Kasaeian et al. [50] presented a review of numerous models to simulate nanofluid flow physics in a porous medium. They gathered details on the main features of a porous structure embedded in thermal systems such as heat exchangers and ducts. They stated that the use of a porous matrix extends the specific interface area between the porous structure and the working fluid, which results in a higher rate of heat transfer and, thereby, significantly improves the system thermal efficiency.
Sheremet et al. [51] conducted a numerical analysis of natural convection in a concentric horizontal annulus filled with a porous structure saturated by Cu-water nanofluid. It turned out that a low porosity (ε<0.5) increases the thermal conductivity of the medium, and it has no effect on the flow of the fluid nor on the heat transfer. On the other hand, they found out that a large porosity (ε>0.5) intensifies the convective flow. In 2015, Sheremet et al. [52] numerically examined the thermal behavior of a square cavity composed of solid porous medium (aluminum foam and glass beads). They targeted the effects of pore morphological parameters such as porosity. The authors noted that the local and mean Nusselt numbers are minimum at high porosity, and the latter significantly affects the heat transfer rate.

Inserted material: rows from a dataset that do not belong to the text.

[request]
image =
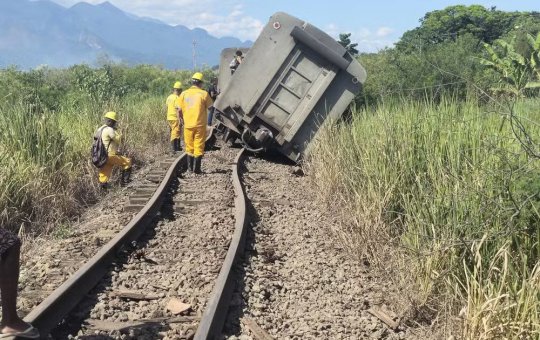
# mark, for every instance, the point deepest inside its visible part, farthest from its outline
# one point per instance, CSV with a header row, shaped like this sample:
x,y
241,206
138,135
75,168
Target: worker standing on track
x,y
213,92
111,141
11,326
172,117
237,60
193,104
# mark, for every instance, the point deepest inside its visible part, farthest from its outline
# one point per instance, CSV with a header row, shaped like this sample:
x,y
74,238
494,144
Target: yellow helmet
x,y
197,76
110,115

In 2014, Amami et al. [53] proposed a porous unit designed to store sensible heat. They demonstrated that the use of a porous medium with high permeability and low thermophysical properties improves the performance of the considered TES unit and raises temperature and the stored sensible energy amount.
Heap et al. [54] discussed the influence of volcanic rock porosity and magma (SHSM). They indicated that an increase in porosity decreases the density and compressive strength of rocks while increasing their deformability. Thereby, they advised adopting a low porosity. Dhifaoui et al. [55] conducted an experimental study of SHS performance of a vertical porous bed composed of glass beads and air which is heated with a constant heat flow.